2. Aux termes de l’article L. 8272-2 du code du travail : “ Lorsque l’autorité administrative a connaissance d’un procès-verbal relevant une infraction prévue aux 1° à 4° de l’article L. 8211-1 ou d’un rapport établi par l’un des agents de contrôle mentionnés à l’article L. 8271-1-2 constatant un manquement prévu aux mêmes 1° à 4°, elle peut, si la proportion de salariés concernés le justifie, eu égard à la répétition ou à la gravité des faits constatés, ordonner par décision motivée la fermeture de l’établissement ayant servi à commettre l’infraction, à titre temporaire et pour une durée ne pouvant excéder trois mois “. Aux termes de l’article L. 8211-1 du même code : “ Sont constitutives de travail illégal, dans les conditions prévues par le présent livre, les infractions suivantes : (...) / 1° Travail dissimulé ; (...) / 4° Emploi d’étranger non autorisé à travailler “. Aux termes de l’article L. 8221-5 du même code : “ Est réputé travail dissimulé par dissimulation d’emploi salarié le fait pour tout employeur : (...) / 3° Soit de se soustraire intentionnellement aux déclarations relatives aux salaires ou aux cotisations sociales assises sur ceux-ci auprès des organismes de recouvrement des contributions et cotisations sociales ou de l’administration fiscale en vertu des dispositions légales “. Il résulte de ces dispositions combinées que le travail dissimulé et l’emploi d’un étranger non autorisé à travailler constituent des infractions de nature à justifier le prononcé de la sanction administrative de fermeture provisoire de l’établissement où l’une de ces infractions a été relevée.

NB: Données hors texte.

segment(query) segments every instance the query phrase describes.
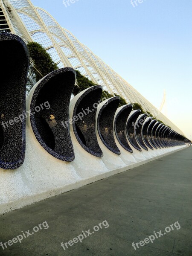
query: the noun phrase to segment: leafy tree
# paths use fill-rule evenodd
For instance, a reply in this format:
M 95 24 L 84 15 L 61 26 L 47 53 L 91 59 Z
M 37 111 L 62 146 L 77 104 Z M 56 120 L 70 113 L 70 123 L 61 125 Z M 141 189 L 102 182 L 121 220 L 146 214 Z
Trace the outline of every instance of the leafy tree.
M 98 85 L 98 84 L 94 84 L 92 81 L 90 80 L 88 78 L 83 76 L 79 71 L 76 71 L 78 85 L 76 85 L 73 89 L 73 93 L 74 95 L 76 95 L 78 93 L 79 93 L 84 90 L 87 89 L 91 86 Z M 117 95 L 115 94 L 115 95 L 116 96 L 119 96 L 120 98 L 119 106 L 127 104 L 125 100 L 119 95 Z M 104 98 L 109 99 L 109 98 L 111 98 L 111 97 L 113 96 L 113 95 L 108 92 L 108 91 L 104 90 L 102 93 L 101 98 L 102 99 L 103 99 Z
M 153 115 L 151 114 L 151 113 L 150 113 L 150 112 L 149 112 L 148 111 L 146 111 L 146 113 L 147 113 L 147 114 L 148 115 L 148 116 L 151 116 L 151 117 L 153 117 Z
M 140 109 L 141 110 L 141 114 L 145 114 L 145 112 L 144 111 L 142 107 L 139 104 L 139 103 L 133 103 L 133 110 L 137 110 L 137 109 Z
M 126 104 L 127 104 L 127 102 L 120 95 L 118 95 L 116 93 L 115 93 L 115 96 L 117 96 L 120 97 L 120 103 L 119 105 L 119 107 L 121 107 L 122 106 L 123 106 L 123 105 L 126 105 Z
M 76 96 L 77 94 L 81 92 L 84 90 L 89 88 L 91 86 L 98 85 L 94 84 L 92 81 L 85 77 L 78 70 L 76 70 L 76 79 L 78 82 L 78 85 L 76 84 L 73 93 L 73 95 Z
M 50 55 L 41 44 L 32 42 L 28 44 L 27 47 L 30 57 L 33 60 L 36 69 L 43 77 L 58 69 L 56 63 L 52 61 Z M 36 69 L 34 69 L 33 72 L 35 75 L 36 81 L 38 81 L 42 76 Z
M 104 99 L 109 99 L 109 98 L 111 98 L 113 96 L 110 93 L 108 92 L 108 91 L 104 90 L 102 93 L 101 99 L 102 100 L 103 100 Z

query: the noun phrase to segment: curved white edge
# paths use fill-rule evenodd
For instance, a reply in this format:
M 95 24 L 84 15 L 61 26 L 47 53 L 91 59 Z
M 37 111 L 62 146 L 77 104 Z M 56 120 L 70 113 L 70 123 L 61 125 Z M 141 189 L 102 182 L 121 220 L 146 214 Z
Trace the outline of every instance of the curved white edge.
M 103 101 L 101 102 L 97 107 L 96 113 L 96 134 L 99 145 L 103 153 L 103 157 L 102 158 L 102 161 L 103 162 L 103 163 L 108 169 L 109 170 L 114 170 L 116 169 L 125 167 L 126 166 L 126 165 L 122 160 L 122 158 L 121 157 L 121 155 L 117 155 L 113 153 L 108 149 L 103 144 L 99 137 L 97 128 L 96 128 L 97 127 L 97 117 L 98 116 L 99 113 L 102 107 L 106 104 L 108 104 L 108 102 L 111 99 L 111 98 L 110 98 Z M 113 130 L 114 130 L 114 126 Z M 115 142 L 116 145 L 116 141 L 115 141 Z M 119 148 L 117 145 L 117 147 Z
M 27 111 L 29 109 L 32 94 L 37 85 L 27 97 Z M 74 97 L 70 105 L 71 118 L 77 98 Z M 122 108 L 117 110 L 115 118 Z M 117 156 L 120 160 L 118 162 L 121 163 L 119 164 L 120 166 L 113 169 L 109 166 L 107 167 L 102 158 L 94 157 L 83 149 L 76 140 L 71 125 L 70 130 L 76 158 L 73 162 L 66 162 L 55 158 L 41 145 L 32 131 L 30 118 L 26 119 L 26 151 L 23 164 L 16 170 L 0 169 L 0 214 L 131 169 L 186 147 L 186 145 L 172 147 L 169 152 L 162 152 L 160 156 L 140 161 L 135 157 L 136 154 L 132 154 L 121 147 L 113 131 L 121 154 Z M 108 157 L 106 149 L 104 150 L 106 159 Z M 110 153 L 111 157 L 113 154 Z

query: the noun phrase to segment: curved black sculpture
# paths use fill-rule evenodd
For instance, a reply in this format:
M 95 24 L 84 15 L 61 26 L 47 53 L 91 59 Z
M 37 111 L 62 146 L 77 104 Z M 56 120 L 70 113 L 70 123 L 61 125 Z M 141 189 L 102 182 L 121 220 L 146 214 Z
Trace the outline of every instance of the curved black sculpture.
M 131 104 L 120 107 L 115 117 L 114 124 L 115 133 L 117 140 L 123 148 L 130 153 L 133 153 L 133 150 L 128 144 L 126 133 L 127 119 L 132 111 L 132 108 Z
M 135 135 L 139 145 L 145 150 L 148 150 L 143 140 L 142 135 L 142 128 L 143 122 L 147 117 L 147 114 L 140 115 L 135 124 Z
M 29 55 L 18 36 L 0 33 L 0 168 L 16 169 L 25 154 L 25 93 Z
M 114 116 L 120 102 L 119 97 L 111 98 L 101 108 L 97 116 L 97 130 L 103 144 L 109 150 L 121 154 L 113 134 Z
M 160 128 L 159 133 L 159 140 L 161 141 L 161 143 L 163 145 L 165 148 L 166 148 L 167 147 L 167 145 L 166 143 L 164 140 L 163 137 L 164 132 L 166 131 L 166 129 L 167 129 L 167 127 L 163 125 Z
M 161 147 L 160 145 L 158 143 L 157 141 L 157 140 L 156 131 L 157 131 L 157 129 L 160 123 L 161 123 L 160 122 L 157 122 L 155 124 L 154 127 L 153 127 L 153 128 L 152 129 L 152 131 L 151 131 L 152 140 L 153 140 L 154 143 L 154 144 L 155 144 L 156 146 L 157 147 L 157 148 L 161 148 Z
M 139 151 L 142 151 L 142 150 L 139 146 L 136 138 L 135 123 L 140 113 L 140 109 L 132 111 L 131 115 L 127 120 L 126 129 L 127 137 L 129 142 L 134 148 Z
M 156 131 L 155 131 L 155 142 L 156 142 L 160 146 L 161 148 L 163 148 L 164 147 L 164 146 L 161 143 L 161 142 L 160 140 L 160 132 L 161 130 L 162 127 L 163 126 L 163 125 L 162 123 L 160 123 L 157 128 Z
M 47 75 L 35 88 L 30 106 L 31 125 L 37 140 L 48 153 L 63 161 L 75 159 L 68 120 L 76 76 L 70 67 Z
M 99 102 L 102 92 L 101 85 L 92 86 L 86 90 L 77 100 L 73 110 L 73 124 L 76 138 L 81 147 L 87 152 L 99 157 L 103 156 L 96 133 L 96 108 L 94 106 Z M 75 121 L 75 116 L 83 110 L 90 110 L 87 114 Z M 85 112 L 86 113 L 86 112 Z
M 151 146 L 149 142 L 147 134 L 147 130 L 149 125 L 151 122 L 151 120 L 152 117 L 148 117 L 147 120 L 145 120 L 142 126 L 142 128 L 141 130 L 141 135 L 143 141 L 148 147 L 148 148 L 151 148 L 151 149 L 153 150 L 153 147 Z
M 148 126 L 148 128 L 147 129 L 147 136 L 148 137 L 148 139 L 150 143 L 153 146 L 154 148 L 157 149 L 158 148 L 156 145 L 154 143 L 153 140 L 153 135 L 152 134 L 152 130 L 153 129 L 154 125 L 157 122 L 157 120 L 154 119 L 152 120 L 151 123 L 149 124 Z

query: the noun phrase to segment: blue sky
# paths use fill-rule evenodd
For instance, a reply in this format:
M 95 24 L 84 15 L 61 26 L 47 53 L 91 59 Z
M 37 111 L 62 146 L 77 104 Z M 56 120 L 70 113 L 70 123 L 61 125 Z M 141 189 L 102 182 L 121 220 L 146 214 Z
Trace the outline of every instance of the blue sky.
M 31 0 L 192 135 L 192 1 Z M 67 2 L 67 0 L 65 0 Z M 140 1 L 141 2 L 141 0 Z

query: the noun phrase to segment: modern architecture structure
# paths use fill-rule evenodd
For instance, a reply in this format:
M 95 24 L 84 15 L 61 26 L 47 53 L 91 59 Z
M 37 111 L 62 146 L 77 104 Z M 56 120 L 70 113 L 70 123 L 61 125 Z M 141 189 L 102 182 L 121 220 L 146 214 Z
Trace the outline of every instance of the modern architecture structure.
M 27 43 L 41 44 L 60 68 L 78 70 L 103 90 L 119 95 L 129 103 L 138 103 L 146 112 L 180 134 L 183 132 L 46 11 L 30 0 L 0 0 L 0 32 L 11 32 Z M 34 65 L 31 60 L 31 64 Z

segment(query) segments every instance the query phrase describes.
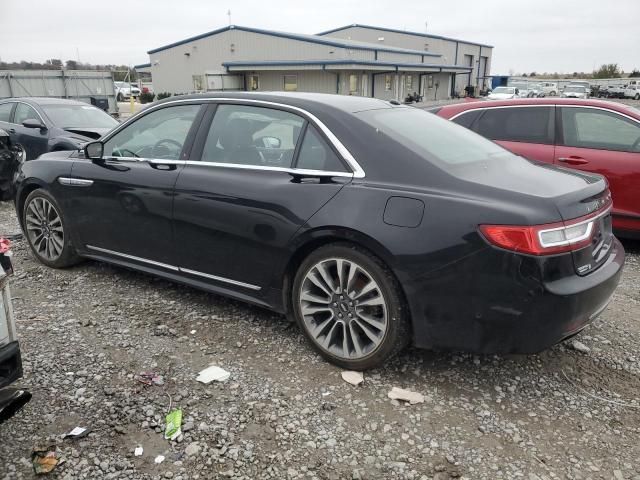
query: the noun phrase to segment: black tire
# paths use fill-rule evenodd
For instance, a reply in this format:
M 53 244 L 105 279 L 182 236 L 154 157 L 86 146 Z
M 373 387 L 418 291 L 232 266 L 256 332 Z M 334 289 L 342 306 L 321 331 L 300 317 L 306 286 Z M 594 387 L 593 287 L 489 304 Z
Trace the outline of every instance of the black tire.
M 300 297 L 303 293 L 303 281 L 308 279 L 307 275 L 311 273 L 314 266 L 320 262 L 335 259 L 346 260 L 364 269 L 366 274 L 379 286 L 379 293 L 386 304 L 386 330 L 382 340 L 373 350 L 359 358 L 345 358 L 345 356 L 335 355 L 319 345 L 310 333 L 302 314 Z M 355 303 L 357 305 L 357 301 Z M 360 309 L 362 310 L 362 307 Z M 336 308 L 337 310 L 339 309 Z M 322 246 L 302 262 L 293 282 L 292 311 L 298 326 L 315 350 L 329 362 L 348 370 L 368 370 L 379 367 L 411 342 L 409 313 L 400 284 L 384 262 L 368 250 L 354 244 L 341 242 Z M 354 320 L 359 319 L 354 318 Z M 352 320 L 345 318 L 345 321 L 351 322 Z M 344 328 L 346 331 L 346 327 Z M 328 336 L 329 334 L 327 334 Z
M 33 213 L 33 211 L 30 210 L 30 205 L 33 204 L 35 208 L 35 206 L 38 203 L 41 204 L 43 203 L 43 201 L 48 202 L 53 207 L 55 214 L 60 219 L 60 228 L 62 230 L 61 251 L 59 254 L 52 255 L 51 257 L 47 257 L 46 254 L 43 254 L 41 252 L 41 248 L 39 249 L 35 245 L 36 243 L 38 243 L 37 240 L 39 236 L 37 235 L 36 232 L 32 231 L 28 227 L 28 222 L 29 222 L 28 217 Z M 75 249 L 73 248 L 73 245 L 71 244 L 71 239 L 67 229 L 67 224 L 65 222 L 64 213 L 62 212 L 62 209 L 58 205 L 58 202 L 56 201 L 56 199 L 53 198 L 53 196 L 49 192 L 41 188 L 31 192 L 27 196 L 26 200 L 24 201 L 21 217 L 22 217 L 22 226 L 24 230 L 24 235 L 27 239 L 27 242 L 29 242 L 29 247 L 31 248 L 31 252 L 33 252 L 33 255 L 41 263 L 52 268 L 67 268 L 72 265 L 75 265 L 81 260 L 80 257 L 77 255 Z

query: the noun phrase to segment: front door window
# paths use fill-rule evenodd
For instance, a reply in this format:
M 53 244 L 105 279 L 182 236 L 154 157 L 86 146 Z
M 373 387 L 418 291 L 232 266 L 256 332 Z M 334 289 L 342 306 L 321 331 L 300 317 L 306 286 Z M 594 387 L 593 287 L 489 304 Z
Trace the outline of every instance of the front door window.
M 111 137 L 104 156 L 179 160 L 199 109 L 178 105 L 150 112 Z

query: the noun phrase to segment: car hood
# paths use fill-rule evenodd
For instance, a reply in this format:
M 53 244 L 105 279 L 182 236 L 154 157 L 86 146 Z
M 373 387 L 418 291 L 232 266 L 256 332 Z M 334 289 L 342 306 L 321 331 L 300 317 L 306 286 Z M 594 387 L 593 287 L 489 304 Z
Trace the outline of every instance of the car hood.
M 110 128 L 96 128 L 96 127 L 67 127 L 63 128 L 65 132 L 69 132 L 73 138 L 77 138 L 82 141 L 97 140 L 105 133 L 111 131 Z

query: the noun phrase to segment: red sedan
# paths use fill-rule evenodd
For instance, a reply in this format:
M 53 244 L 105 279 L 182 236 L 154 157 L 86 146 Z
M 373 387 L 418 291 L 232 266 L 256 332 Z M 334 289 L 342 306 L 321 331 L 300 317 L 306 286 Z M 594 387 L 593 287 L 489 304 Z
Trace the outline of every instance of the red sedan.
M 431 110 L 530 160 L 600 173 L 613 226 L 640 237 L 640 110 L 603 100 L 477 101 Z

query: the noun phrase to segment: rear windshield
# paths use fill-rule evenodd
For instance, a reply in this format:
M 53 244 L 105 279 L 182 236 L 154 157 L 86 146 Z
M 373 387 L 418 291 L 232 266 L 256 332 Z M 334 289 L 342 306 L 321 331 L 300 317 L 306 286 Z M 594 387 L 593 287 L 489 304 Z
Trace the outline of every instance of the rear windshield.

3. Il ressort des pièces du dossier qu’à l’occasion d’un contrôle effectué conjointement le 6 mars 2018 par les services de la direction de la sécurité de proximité de l’agglomération parisienne et de l’URSSAF dans les locaux de l’établissement de restauration rapide que la société La Maison de Pigalle exploite sous l’enseigne “ O’Tacos “ au 56, boulevard de Clichy à Paris 18ème, l’administration a constaté qu’au moins huit salariés étaient en situation de travail illégal, aucun salarié n’ayant fait l’objet pour l’année 2017 ni de la déclaration annuelle des données sociales, ni de la déclaration sociale nominative, et l’un d’entre eux n’étant pas titulaire d’un titre de séjour l’autorisant à travailler. Au vu de ces éléments, le préfet de police a, par un arrêté pris le 6 avril 2018 sur le fondement de l’article L. 8272-2 du code du travail, prononcé la fermeture de l’établissement pour une durée de soixante-quinze jours. Pour les motifs relevés par le juge des référés du tribunal administratif de Paris, cet arrêté de fermeture ne porte à l’évidence à la liberté du commerce et de l’industrie aucune atteinte grave et manifestement illégale, seule susceptible de justifier le prononcé par le juge des référés d’une mesure sur le fondement de l’article L. 521-2 du code de justice administrative. En particulier, la société n’établit pas que le préfet de police s’est fondé sur des faits erronés pour retenir l’infraction de travail dissimulé découlant de sa soustraction intentionnelle à ses obligations déclaratives, mentionnée au 3° de l’article L. 8221-5 du code du travail, en alléguant avoir régularisé sa situation postérieurement aux opérations de contrôle. Dans ces conditions, il y a lieu de rejeter la requête de la société La Maison de Pigalle, y compris ses conclusions présentées au titre de l’article L. 761-1 du code de justice administrative, par application de la procédure prévue par l’article L. 522-3 de ce code.

O R D O N N E :

Article 1er : La requête de la société La Maison de Pigalle est rejetée.

Article 2 : La présente ordonnance sera notifiée à la société par actions simplifiée La Maison de Pigalle.

Copie en sera adressée pour information au Préfet de police.